Toutefois, la flotte de pêche picarde est soumise à un cadre réglementaire de
plus en plus contraignant et la Commission européenne propose de réduire
l'effort de pêche, en « cassant » encore des bateaux et en incitant les
pêcheurs à se reconvertir.
Les dispositions de ce projet de réforme de la politique commune de la pêche
sont particulièrement inquiétantes : réduction des quotas de capture selon les
espèces et retrait de navires conduisant à la disparition d'emplois,
suppression des aides publiques à la construction et à la modernisation des
navires de pêche et primes à la démolition. Ces mesures pourraient conduire, à
terme, à la désertification de nos côtes, qui sont animées par la pêche
artisanale.
Le groupe d'étude sénatorial sur la mer, dont je fais partie, a fait part de
son opposition à ces propositions et a déploré que les autorités européennes
n'aient pas retenu les suggestions formulées par le Parlement français.
Je sais que M. Hervé Gaymard a pris l'initiative de réunir les groupes des «
amis de la pêche », avec lesquels il a élaboré une synthèse équilibrée entre la
gestion durable de la ressource et la prise en compte de la dimension sociale,
économique et territoriale de la pêche artisanale sur le littoral national.
Pouvez-vous, monsieur le secrétaire d'Etat, faire le point sur la position
française et sur les négociations en cours à Bruxelles ?
M. le président.
La parole est à M. le secrétaire d'Etat.
M. Dominique Bussereau,
secrétaire d'Etat aux transports et à la mer.
Monsieur le sénateur, nous
sommes en pleine actualité. En effet, au moment où je vous parle, le ministre
de l'agriculture, de l'alimentation, de la pêche et des affaires rurales, M.

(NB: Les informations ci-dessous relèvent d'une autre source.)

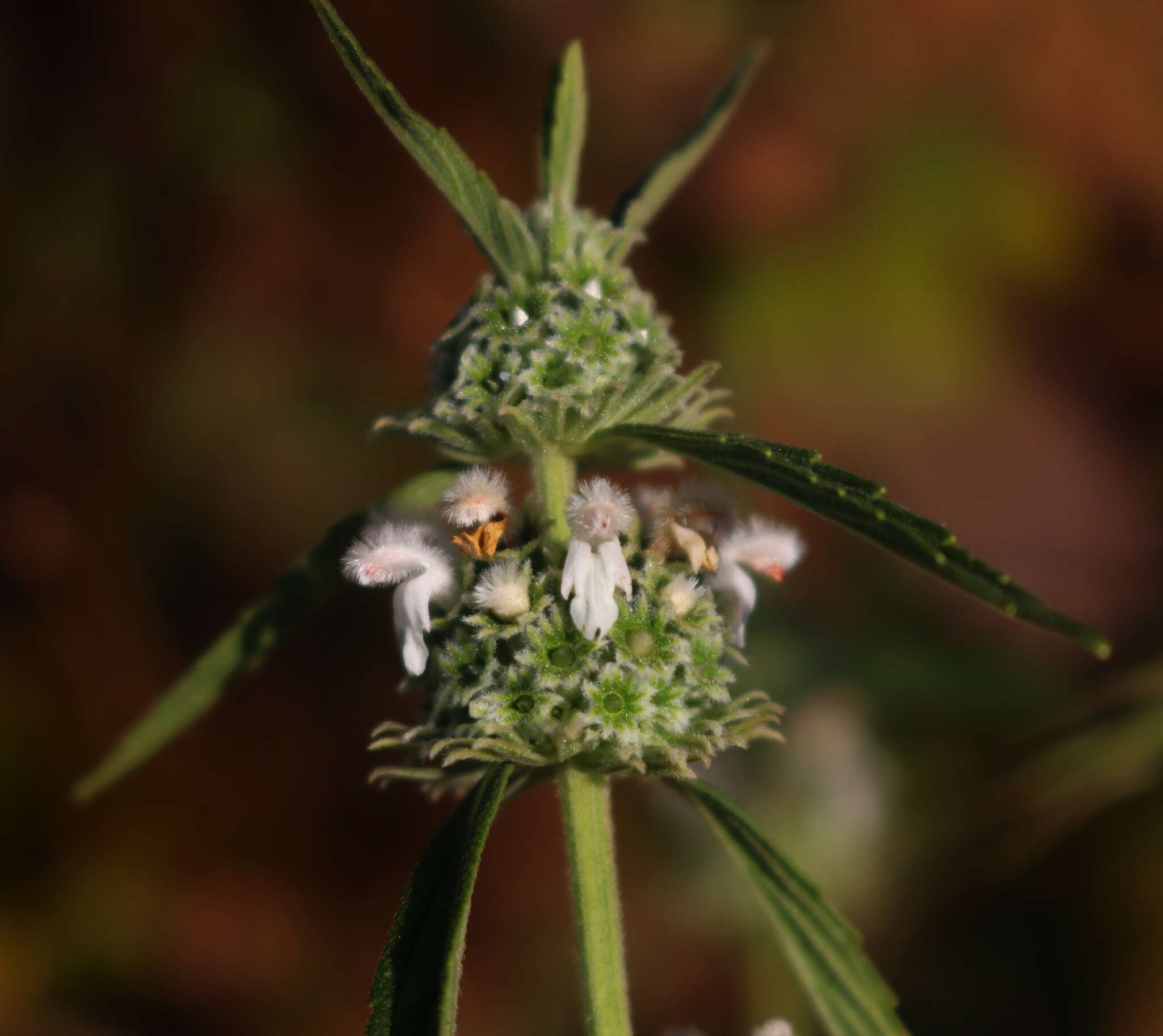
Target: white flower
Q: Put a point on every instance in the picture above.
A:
(762, 547)
(404, 556)
(654, 503)
(598, 512)
(475, 497)
(682, 594)
(504, 590)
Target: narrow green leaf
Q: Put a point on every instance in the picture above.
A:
(589, 827)
(642, 202)
(241, 649)
(419, 975)
(563, 132)
(859, 505)
(495, 224)
(822, 948)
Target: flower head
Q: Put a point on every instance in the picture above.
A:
(762, 547)
(476, 497)
(504, 590)
(404, 556)
(599, 511)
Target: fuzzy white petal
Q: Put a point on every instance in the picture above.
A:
(475, 497)
(592, 580)
(404, 555)
(655, 503)
(682, 595)
(390, 554)
(599, 511)
(577, 562)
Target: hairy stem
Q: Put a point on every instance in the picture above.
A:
(597, 910)
(553, 479)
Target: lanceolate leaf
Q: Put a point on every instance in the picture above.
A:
(822, 948)
(241, 649)
(860, 506)
(563, 133)
(419, 975)
(497, 225)
(642, 202)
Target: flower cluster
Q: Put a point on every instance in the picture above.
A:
(558, 361)
(614, 656)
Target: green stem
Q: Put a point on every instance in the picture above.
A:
(553, 479)
(597, 912)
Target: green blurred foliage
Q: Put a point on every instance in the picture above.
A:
(931, 245)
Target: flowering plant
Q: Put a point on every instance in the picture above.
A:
(587, 633)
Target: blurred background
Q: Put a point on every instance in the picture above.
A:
(931, 245)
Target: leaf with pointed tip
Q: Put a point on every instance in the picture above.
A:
(419, 975)
(241, 649)
(495, 224)
(859, 505)
(642, 202)
(822, 948)
(563, 132)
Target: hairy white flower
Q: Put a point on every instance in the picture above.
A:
(404, 556)
(599, 511)
(654, 503)
(682, 595)
(504, 590)
(475, 497)
(776, 1027)
(762, 547)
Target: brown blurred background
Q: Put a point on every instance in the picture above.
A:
(931, 245)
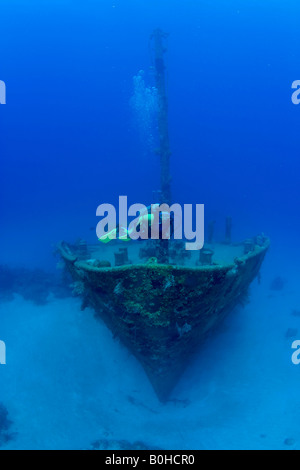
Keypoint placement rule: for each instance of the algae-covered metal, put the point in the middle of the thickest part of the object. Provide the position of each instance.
(162, 313)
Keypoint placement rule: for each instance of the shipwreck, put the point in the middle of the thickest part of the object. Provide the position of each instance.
(158, 299)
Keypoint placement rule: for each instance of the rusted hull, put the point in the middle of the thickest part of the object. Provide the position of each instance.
(163, 313)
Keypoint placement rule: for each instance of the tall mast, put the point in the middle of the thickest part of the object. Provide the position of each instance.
(164, 141)
(164, 151)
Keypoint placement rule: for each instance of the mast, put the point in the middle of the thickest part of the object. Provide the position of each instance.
(164, 142)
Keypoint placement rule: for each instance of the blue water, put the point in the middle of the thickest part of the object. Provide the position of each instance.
(70, 141)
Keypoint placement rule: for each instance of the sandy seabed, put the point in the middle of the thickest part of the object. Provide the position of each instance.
(68, 383)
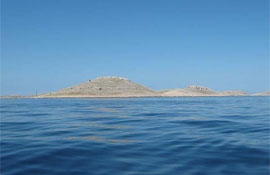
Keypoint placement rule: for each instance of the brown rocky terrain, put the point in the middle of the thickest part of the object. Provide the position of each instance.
(123, 87)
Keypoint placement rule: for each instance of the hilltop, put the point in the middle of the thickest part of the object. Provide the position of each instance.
(111, 86)
(105, 87)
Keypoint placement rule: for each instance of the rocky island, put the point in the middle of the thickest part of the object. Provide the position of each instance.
(111, 86)
(104, 87)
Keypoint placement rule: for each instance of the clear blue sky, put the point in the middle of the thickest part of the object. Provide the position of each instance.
(47, 45)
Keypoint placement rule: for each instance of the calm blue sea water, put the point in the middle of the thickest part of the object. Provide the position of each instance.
(128, 136)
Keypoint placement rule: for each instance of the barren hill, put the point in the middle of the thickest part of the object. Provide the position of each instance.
(199, 91)
(104, 87)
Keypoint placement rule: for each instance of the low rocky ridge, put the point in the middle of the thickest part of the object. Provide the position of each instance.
(200, 91)
(105, 87)
(123, 87)
(266, 93)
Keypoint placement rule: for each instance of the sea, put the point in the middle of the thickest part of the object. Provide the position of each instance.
(135, 136)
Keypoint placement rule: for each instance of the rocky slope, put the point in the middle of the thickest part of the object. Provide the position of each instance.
(104, 87)
(199, 91)
(122, 87)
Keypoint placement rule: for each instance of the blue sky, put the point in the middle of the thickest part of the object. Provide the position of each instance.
(47, 45)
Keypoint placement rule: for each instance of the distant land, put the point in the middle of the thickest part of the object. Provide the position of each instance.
(111, 86)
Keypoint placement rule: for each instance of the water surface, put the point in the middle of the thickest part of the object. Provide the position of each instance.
(128, 136)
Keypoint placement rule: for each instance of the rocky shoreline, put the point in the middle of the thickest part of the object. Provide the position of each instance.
(118, 87)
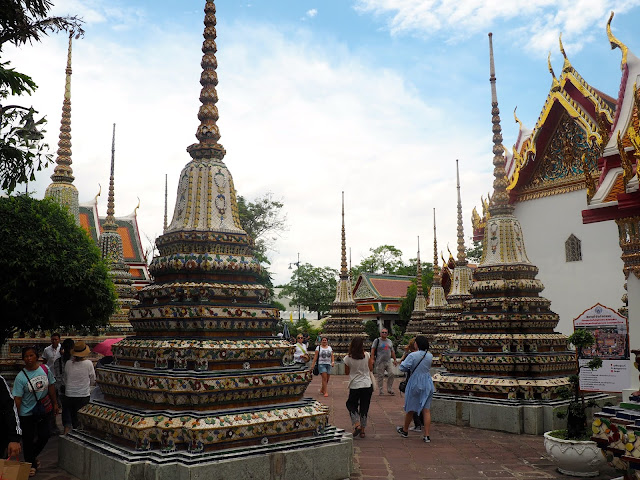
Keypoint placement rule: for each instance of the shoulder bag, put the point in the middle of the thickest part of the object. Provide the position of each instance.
(403, 384)
(43, 405)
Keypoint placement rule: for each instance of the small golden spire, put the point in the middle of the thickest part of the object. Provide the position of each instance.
(110, 222)
(208, 132)
(617, 43)
(500, 198)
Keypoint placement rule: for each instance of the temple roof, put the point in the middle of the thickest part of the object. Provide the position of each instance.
(381, 286)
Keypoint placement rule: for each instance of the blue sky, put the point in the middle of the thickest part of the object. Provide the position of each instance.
(374, 97)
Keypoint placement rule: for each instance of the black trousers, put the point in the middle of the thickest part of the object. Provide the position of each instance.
(358, 404)
(35, 435)
(74, 404)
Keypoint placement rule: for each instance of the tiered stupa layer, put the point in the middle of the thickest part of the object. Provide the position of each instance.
(344, 322)
(507, 347)
(203, 371)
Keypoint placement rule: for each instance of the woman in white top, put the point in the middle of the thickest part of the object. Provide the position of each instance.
(79, 377)
(324, 358)
(358, 364)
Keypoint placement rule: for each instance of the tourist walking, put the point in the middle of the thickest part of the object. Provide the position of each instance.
(300, 355)
(79, 377)
(418, 420)
(382, 352)
(419, 391)
(10, 432)
(358, 365)
(324, 359)
(35, 397)
(58, 372)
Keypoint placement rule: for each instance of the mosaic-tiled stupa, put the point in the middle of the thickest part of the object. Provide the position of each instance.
(414, 327)
(506, 347)
(344, 322)
(110, 244)
(62, 189)
(203, 371)
(438, 310)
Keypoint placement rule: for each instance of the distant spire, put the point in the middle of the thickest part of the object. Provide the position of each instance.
(208, 132)
(164, 228)
(110, 221)
(437, 279)
(344, 273)
(419, 272)
(462, 254)
(62, 189)
(500, 199)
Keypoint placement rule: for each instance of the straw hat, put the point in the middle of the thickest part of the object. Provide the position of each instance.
(80, 349)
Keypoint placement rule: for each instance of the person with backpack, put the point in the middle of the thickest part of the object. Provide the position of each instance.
(382, 352)
(34, 393)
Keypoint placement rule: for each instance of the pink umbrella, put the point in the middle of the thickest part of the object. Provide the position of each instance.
(104, 348)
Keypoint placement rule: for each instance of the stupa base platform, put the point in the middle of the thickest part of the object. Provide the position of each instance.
(532, 417)
(327, 456)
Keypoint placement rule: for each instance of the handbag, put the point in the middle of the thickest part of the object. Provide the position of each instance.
(14, 469)
(43, 406)
(403, 384)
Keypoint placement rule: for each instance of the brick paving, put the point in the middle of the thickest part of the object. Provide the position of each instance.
(454, 452)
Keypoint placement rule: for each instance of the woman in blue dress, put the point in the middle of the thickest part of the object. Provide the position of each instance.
(419, 390)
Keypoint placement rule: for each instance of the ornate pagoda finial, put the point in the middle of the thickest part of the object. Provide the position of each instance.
(110, 221)
(164, 228)
(62, 189)
(208, 132)
(617, 43)
(344, 273)
(462, 254)
(419, 271)
(500, 199)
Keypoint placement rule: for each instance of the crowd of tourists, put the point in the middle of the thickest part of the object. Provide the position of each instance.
(57, 381)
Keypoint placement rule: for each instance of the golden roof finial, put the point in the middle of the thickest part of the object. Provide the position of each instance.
(566, 67)
(617, 43)
(208, 132)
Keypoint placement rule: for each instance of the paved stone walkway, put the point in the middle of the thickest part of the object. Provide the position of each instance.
(454, 452)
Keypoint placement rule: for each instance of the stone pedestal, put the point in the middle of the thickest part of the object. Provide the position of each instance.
(328, 456)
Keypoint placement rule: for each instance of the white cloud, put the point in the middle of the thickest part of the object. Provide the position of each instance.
(302, 119)
(535, 23)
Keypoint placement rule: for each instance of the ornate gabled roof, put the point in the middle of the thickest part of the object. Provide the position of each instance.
(381, 286)
(575, 120)
(615, 194)
(62, 190)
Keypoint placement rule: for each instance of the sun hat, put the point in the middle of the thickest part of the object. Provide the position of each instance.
(80, 349)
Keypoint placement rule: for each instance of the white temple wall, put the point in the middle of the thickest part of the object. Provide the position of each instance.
(572, 287)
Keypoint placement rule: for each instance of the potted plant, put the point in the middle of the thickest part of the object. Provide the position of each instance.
(575, 454)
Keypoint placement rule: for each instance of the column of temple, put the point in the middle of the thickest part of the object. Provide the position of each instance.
(506, 347)
(344, 322)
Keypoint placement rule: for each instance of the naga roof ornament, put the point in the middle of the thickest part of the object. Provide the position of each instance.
(62, 189)
(505, 347)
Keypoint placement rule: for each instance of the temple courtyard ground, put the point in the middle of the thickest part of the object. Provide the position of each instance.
(454, 452)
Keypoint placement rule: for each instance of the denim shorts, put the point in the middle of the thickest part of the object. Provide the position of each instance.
(324, 368)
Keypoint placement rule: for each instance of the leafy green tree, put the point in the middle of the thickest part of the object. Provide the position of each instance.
(312, 287)
(264, 221)
(474, 253)
(51, 273)
(21, 152)
(385, 259)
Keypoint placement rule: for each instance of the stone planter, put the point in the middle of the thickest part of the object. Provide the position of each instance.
(575, 457)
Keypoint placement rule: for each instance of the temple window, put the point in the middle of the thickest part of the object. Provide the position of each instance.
(573, 249)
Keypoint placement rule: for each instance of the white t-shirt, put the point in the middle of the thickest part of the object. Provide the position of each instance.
(50, 355)
(358, 371)
(78, 378)
(324, 355)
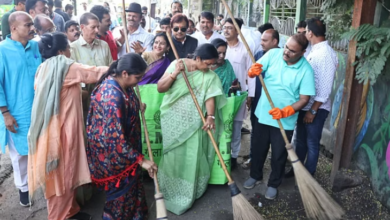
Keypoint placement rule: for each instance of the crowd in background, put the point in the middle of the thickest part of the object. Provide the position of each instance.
(76, 121)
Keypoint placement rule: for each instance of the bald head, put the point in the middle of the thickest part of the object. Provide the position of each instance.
(43, 24)
(269, 39)
(21, 26)
(14, 17)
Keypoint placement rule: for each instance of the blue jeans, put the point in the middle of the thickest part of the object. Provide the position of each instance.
(307, 139)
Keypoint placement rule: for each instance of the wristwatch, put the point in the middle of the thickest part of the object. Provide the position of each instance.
(212, 116)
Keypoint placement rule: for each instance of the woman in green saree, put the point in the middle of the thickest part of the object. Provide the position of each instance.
(188, 154)
(223, 68)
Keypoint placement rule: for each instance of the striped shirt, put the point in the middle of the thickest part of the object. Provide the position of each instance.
(323, 59)
(141, 35)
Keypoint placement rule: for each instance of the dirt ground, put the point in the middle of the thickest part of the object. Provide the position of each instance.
(359, 203)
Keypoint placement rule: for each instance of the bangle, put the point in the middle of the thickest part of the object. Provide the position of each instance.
(212, 116)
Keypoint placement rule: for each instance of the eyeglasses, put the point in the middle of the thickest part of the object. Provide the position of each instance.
(176, 29)
(209, 65)
(51, 30)
(228, 28)
(290, 51)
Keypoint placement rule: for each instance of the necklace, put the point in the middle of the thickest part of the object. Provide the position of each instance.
(196, 90)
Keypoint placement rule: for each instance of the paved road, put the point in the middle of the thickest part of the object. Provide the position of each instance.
(215, 204)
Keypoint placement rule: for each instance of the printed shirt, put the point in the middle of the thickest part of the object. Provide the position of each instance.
(323, 60)
(202, 39)
(141, 35)
(96, 54)
(18, 65)
(109, 39)
(285, 83)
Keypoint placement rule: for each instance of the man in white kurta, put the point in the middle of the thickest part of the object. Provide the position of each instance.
(206, 33)
(239, 58)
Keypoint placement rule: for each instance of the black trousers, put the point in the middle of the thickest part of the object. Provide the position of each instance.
(264, 136)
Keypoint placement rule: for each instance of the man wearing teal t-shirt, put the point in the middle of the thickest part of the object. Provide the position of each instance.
(290, 83)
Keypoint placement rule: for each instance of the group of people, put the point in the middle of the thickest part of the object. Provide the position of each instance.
(70, 114)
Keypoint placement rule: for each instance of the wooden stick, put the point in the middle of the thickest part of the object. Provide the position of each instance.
(199, 110)
(140, 100)
(260, 76)
(148, 141)
(125, 24)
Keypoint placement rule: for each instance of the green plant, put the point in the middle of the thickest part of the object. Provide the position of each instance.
(337, 16)
(373, 49)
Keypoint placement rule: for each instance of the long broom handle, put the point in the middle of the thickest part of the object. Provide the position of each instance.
(199, 110)
(140, 100)
(254, 61)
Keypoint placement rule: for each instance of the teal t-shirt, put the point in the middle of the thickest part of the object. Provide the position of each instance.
(284, 83)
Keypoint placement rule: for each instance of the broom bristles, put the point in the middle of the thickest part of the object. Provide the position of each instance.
(317, 202)
(243, 210)
(160, 207)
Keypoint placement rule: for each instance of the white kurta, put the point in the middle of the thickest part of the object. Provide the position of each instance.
(202, 39)
(241, 62)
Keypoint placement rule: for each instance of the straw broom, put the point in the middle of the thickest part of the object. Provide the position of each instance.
(161, 213)
(242, 209)
(318, 204)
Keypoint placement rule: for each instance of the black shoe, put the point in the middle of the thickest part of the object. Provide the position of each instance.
(24, 199)
(233, 163)
(245, 131)
(81, 216)
(289, 173)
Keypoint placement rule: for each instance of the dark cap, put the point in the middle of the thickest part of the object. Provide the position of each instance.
(134, 7)
(70, 23)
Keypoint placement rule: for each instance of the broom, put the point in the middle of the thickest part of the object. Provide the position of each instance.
(242, 209)
(161, 213)
(318, 204)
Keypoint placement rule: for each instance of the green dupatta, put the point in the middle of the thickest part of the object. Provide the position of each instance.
(226, 75)
(188, 154)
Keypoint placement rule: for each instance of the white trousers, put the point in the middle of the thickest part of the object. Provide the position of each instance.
(19, 163)
(236, 138)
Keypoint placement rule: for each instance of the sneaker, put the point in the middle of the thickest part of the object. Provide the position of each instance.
(81, 216)
(250, 183)
(271, 193)
(246, 165)
(245, 131)
(233, 163)
(24, 199)
(289, 173)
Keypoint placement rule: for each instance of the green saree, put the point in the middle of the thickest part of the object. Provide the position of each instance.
(188, 154)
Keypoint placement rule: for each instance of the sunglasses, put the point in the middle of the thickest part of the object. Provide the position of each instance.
(176, 29)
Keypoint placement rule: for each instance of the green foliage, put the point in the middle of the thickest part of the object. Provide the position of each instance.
(337, 16)
(373, 49)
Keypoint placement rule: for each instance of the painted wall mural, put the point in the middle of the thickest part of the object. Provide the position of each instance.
(372, 138)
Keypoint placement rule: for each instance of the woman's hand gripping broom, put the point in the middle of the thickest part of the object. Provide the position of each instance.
(242, 209)
(160, 204)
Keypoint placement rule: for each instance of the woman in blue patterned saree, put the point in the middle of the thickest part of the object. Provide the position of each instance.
(114, 140)
(188, 154)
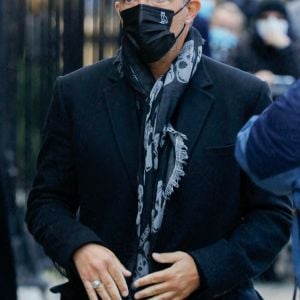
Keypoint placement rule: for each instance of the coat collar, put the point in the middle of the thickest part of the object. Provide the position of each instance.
(120, 101)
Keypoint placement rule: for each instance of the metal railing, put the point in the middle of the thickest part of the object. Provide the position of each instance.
(39, 40)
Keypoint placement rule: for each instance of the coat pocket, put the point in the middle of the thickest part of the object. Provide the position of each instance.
(221, 150)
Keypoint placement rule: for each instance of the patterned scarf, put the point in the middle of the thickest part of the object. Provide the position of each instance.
(163, 152)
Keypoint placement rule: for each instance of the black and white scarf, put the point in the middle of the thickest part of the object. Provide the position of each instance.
(163, 151)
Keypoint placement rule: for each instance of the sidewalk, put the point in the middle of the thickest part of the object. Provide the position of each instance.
(268, 292)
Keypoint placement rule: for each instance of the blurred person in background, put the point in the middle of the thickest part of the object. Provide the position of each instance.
(8, 286)
(268, 149)
(247, 7)
(271, 51)
(226, 27)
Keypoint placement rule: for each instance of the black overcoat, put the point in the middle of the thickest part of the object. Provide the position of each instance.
(86, 186)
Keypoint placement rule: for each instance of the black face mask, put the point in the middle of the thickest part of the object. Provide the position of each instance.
(148, 30)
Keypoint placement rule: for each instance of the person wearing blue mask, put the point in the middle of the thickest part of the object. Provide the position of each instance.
(268, 149)
(137, 193)
(226, 27)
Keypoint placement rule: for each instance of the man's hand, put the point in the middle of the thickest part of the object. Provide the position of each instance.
(174, 283)
(95, 262)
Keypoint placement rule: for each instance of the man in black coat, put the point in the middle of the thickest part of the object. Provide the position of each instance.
(7, 268)
(138, 194)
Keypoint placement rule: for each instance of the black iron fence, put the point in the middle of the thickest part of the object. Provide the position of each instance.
(39, 40)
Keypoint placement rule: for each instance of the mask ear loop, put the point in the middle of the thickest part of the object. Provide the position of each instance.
(178, 11)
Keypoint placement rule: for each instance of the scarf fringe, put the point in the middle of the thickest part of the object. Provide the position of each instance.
(181, 157)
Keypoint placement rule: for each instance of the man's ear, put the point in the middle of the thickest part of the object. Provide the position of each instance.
(193, 7)
(117, 8)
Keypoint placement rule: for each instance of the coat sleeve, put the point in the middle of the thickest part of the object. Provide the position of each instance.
(268, 147)
(263, 230)
(53, 201)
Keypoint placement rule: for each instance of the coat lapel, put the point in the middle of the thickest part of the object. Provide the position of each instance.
(120, 101)
(193, 112)
(195, 107)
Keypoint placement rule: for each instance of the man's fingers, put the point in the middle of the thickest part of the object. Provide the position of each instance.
(101, 291)
(120, 281)
(165, 296)
(90, 290)
(125, 272)
(167, 258)
(152, 290)
(153, 278)
(110, 286)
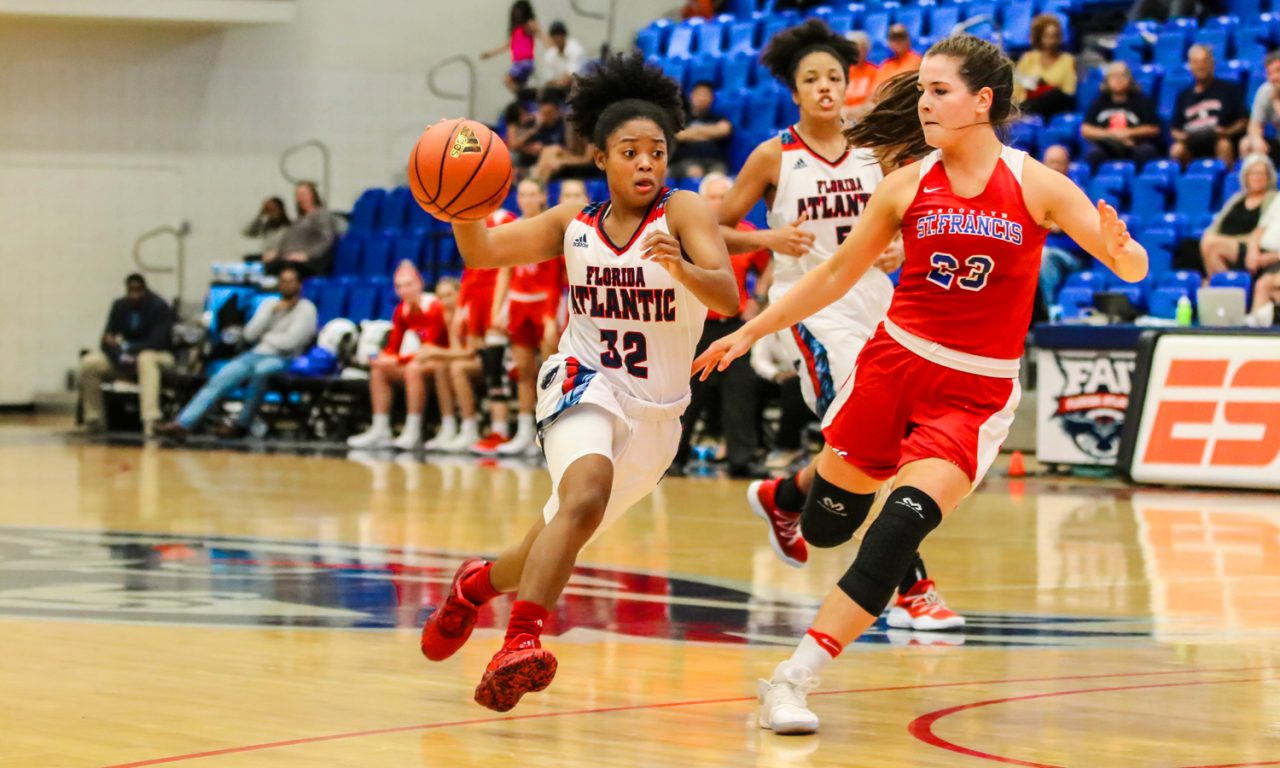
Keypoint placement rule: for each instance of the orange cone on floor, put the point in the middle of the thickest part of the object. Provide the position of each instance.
(1016, 465)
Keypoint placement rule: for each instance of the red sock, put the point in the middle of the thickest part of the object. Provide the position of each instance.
(476, 586)
(526, 618)
(827, 643)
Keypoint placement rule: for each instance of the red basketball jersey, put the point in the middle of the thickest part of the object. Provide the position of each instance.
(972, 264)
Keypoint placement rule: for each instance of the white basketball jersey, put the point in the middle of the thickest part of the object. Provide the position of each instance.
(832, 193)
(629, 320)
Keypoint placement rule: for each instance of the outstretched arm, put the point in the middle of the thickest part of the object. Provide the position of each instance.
(694, 232)
(874, 231)
(526, 241)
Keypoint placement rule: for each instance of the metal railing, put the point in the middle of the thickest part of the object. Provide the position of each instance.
(608, 18)
(179, 268)
(470, 95)
(324, 164)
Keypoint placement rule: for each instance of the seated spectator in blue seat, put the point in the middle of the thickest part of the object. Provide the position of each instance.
(307, 243)
(136, 343)
(419, 332)
(1224, 246)
(279, 330)
(1265, 112)
(703, 145)
(269, 225)
(1121, 122)
(1045, 78)
(1208, 114)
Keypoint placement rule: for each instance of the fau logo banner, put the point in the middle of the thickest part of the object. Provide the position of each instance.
(1211, 414)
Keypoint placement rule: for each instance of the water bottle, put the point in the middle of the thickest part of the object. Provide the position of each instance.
(1183, 314)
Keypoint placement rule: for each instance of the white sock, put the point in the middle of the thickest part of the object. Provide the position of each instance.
(812, 656)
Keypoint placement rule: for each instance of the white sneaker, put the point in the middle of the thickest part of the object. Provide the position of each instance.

Hervé Gaymard, participe à Bruxelles au conseil des ministres de la pêche, qui
durera peut-être toute la semaine. Il s'agit de défendre au mieux les intérêts
de la France, et vous connaissez les positions que M. le Président de la
République et M. le Premier ministre ont prises en la matière : nous
n'acceptons pas les propositions qui nous sont faites par le commissaire
européen Franz Fischler.
Les dossiers à l'examen concernent les projets de règlement relatifs à la
réforme de la politique commune de la pêche, le règlement du Conseil instituant
des mesures de reconstitution des stocks de cabillaud et de merlu, ainsi que la
décision relative aux totaux admissibles de captures, les TAC, et aux quotas
pour l'année 2003.
La proposition de la Commission européenne remonte à mai 2002. Le gouvernement
français, quant à lui, a toujours indiqué qu'il avait le souci d'une politique
de gestion durable de la ressource, mais qu'il souhaitait également que la
réforme prenne en compte la dimension sociale, économique et territoriale de la
pêche communautaire et de la pêche française. Tout comme vous, monsieur le
sénateur, il a jugé inacceptable, je le répète, la proposition initiale de la
Commission.
Quelles sont les demandes que formule actuellement à Bruxelles M. Hervé
Gaymard au nom du Gouvernement ? Je vais maintenant tâcher de répondre à cette
question, que M. Oudin a lui aussi posée voilà quelques jours.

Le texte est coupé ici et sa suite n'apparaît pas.